Cloud Computing for Big Data Analysis
- 471 Downloads
Cloud computing is a model that enables convenient, on-demand network access to a shared pool of configurable computing resources (e.g., networks, servers, storage, applications, and services) that can be rapidly provisioned and released with minimal management effort or service provider interaction (Mell and Grance 2011).
In the last decade, the ability to produce and gather data has increased exponentially. For example, huge amounts of digital data are generated by and collected from several sources, such as sensors, web applications, and services. Moreover, thanks to the growth of social networks (e.g., Facebook, Twitter, Pinterest, Instagram, Foursquare, etc.) and the widespread diffusion of mobile phones, every day millions of people share information about their interests and activities. The amount of data generated, the speed at which it is produced, and its heterogeneity in terms of format represent a challenge to the current storage, process, and analysis capabilities. Those data volumes, commonly referred as Big Data, can be exploited to extract useful information and to produce helpful knowledge for science, industry, public services, and in general humankind.
To extract value from such data, novel technologies and architectures have been developed by data scientists for capturing and analyzing complex and/or high velocity data. In general, the process of knowledge discovery from Big Data is not so easy, mainly due to data characteristics, such as size, complexity, and variety, that are required to address several issues. To overcome these problems and get valuable information and knowledge in shorter time, high-performance and scalable computing systems are used in combination with data and knowledge discovery techniques.
In this context, Cloud computing has emerged as an effective platform to face the challenge of extracting knowledge from Big Data repositories in limited time, as well as to provide an effective and efficient data analysis environment for researchers and companies. From a client perspective, the Cloud is an abstraction for remote, infinitely scalable provisioning of computation and storage resources (Talia et al. 2015). From an implementation point of view, Cloud systems are based on large sets of computing resources, located somewhere “in the Cloud,” which are allocated to applications on demand (Barga et al. 2011). Thus, Cloud computing can be defined as a distributed computing paradigm in which all the resources, dynamically scalable and often virtualized, are provided as services over the Internet. As defined by NIST (National Institute of Standards and Technology) (Mell and Grance 2011), Cloud computing can be described as: “A model for enabling convenient, on-demand network access to a shared pool of configurable computing resources (e.g., networks, servers, storage, applications, and services) that can be rapidly provisioned and released with minimal management effort or service provider interaction.” From the NIST definition, we can identify five essential characteristics of Cloud computing systems, which are (i) on-demand self-service, (ii) broad network access, (iii) resource pooling, (iv) rapid elasticity, and (v) measured service.
Software as a Service (SaaS), in which software and data are provided through Internet to customers as ready-to-use services. Specifically, software and associated data are hosted by providers, and customers access them without the need to use any additional hardware or software.
Platform as a Service (PaaS), in an environment including databases, application servers, development environment for building, testing, and running custom applications. Developers can just focus on deploying of applications since Cloud providers are in charge of maintenance and optimization of the environment and underlying infrastructure.

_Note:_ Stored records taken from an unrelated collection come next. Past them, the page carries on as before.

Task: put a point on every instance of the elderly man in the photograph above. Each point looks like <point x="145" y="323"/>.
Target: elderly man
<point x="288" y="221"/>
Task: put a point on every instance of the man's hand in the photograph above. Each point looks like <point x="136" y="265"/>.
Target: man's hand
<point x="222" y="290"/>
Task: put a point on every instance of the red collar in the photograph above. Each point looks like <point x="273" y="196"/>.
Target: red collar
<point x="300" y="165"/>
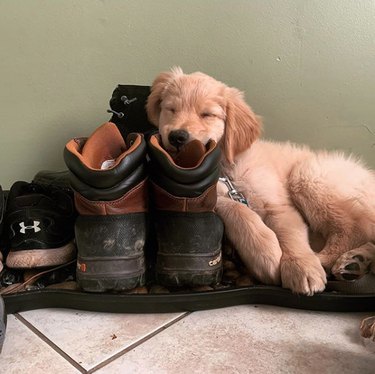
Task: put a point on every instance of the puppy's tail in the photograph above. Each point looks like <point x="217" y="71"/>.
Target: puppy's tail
<point x="255" y="243"/>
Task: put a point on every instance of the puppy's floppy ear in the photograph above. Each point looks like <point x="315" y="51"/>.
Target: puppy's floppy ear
<point x="157" y="89"/>
<point x="242" y="126"/>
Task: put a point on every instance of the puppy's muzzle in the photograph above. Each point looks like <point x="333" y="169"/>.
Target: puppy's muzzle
<point x="178" y="138"/>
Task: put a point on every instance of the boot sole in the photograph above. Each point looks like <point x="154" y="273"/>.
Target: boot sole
<point x="102" y="274"/>
<point x="36" y="258"/>
<point x="110" y="284"/>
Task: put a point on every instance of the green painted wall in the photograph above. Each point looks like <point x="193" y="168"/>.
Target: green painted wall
<point x="307" y="66"/>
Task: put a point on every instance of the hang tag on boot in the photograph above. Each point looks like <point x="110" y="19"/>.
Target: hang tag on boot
<point x="107" y="164"/>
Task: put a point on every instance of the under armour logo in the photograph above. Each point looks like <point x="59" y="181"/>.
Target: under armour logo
<point x="34" y="227"/>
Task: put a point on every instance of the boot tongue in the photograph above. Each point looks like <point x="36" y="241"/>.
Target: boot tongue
<point x="190" y="154"/>
<point x="102" y="148"/>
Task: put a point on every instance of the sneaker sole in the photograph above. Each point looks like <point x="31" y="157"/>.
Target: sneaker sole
<point x="36" y="258"/>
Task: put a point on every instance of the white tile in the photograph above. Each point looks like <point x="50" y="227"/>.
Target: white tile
<point x="91" y="337"/>
<point x="25" y="352"/>
<point x="253" y="339"/>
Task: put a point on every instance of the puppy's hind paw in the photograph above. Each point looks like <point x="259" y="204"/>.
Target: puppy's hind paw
<point x="303" y="275"/>
<point x="353" y="264"/>
<point x="367" y="328"/>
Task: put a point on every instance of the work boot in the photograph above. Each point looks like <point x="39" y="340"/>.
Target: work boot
<point x="109" y="179"/>
<point x="189" y="233"/>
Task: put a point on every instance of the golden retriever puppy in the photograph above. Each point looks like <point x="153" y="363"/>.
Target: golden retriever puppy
<point x="290" y="189"/>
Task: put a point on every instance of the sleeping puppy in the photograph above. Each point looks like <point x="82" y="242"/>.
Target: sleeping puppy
<point x="290" y="189"/>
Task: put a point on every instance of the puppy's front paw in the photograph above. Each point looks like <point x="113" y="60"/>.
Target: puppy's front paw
<point x="303" y="275"/>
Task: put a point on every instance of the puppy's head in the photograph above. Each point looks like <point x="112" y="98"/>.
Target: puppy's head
<point x="186" y="107"/>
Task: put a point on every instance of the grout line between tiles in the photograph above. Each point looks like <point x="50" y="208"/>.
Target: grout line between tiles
<point x="50" y="343"/>
<point x="137" y="343"/>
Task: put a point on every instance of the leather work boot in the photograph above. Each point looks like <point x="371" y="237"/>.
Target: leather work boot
<point x="109" y="179"/>
<point x="189" y="233"/>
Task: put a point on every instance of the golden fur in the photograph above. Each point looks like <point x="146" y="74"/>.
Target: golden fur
<point x="290" y="188"/>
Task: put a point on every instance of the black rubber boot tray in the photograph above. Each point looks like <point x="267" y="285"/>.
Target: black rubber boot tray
<point x="189" y="301"/>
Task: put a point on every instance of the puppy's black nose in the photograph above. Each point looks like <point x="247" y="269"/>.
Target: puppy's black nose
<point x="178" y="138"/>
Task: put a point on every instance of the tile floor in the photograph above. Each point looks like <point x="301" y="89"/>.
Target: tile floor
<point x="243" y="339"/>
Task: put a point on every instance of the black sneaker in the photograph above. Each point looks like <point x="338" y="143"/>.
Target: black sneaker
<point x="40" y="226"/>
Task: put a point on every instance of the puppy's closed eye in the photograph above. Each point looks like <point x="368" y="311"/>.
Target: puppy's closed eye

Infrastructure as a Service (IaaS), that is an outsourcing model under which customers rent resources like CPUs, disks, or more complex resources like virtualized servers or operating systems to support their operations. Compared to the PaaS approach, the IaaS model has a higher system administration costs for the user; on the other hand, IaaS allows a full customization of the execution environment.
Key Research Findings
Most available data analysis solutions today are based on open-source frameworks, such as Hadoop (https://hadoop.apache.org/) and Spark (https://spark.apache.org/), but there are also some proprietary solutions proposed by big companies (e.g., IBM, Kognitio).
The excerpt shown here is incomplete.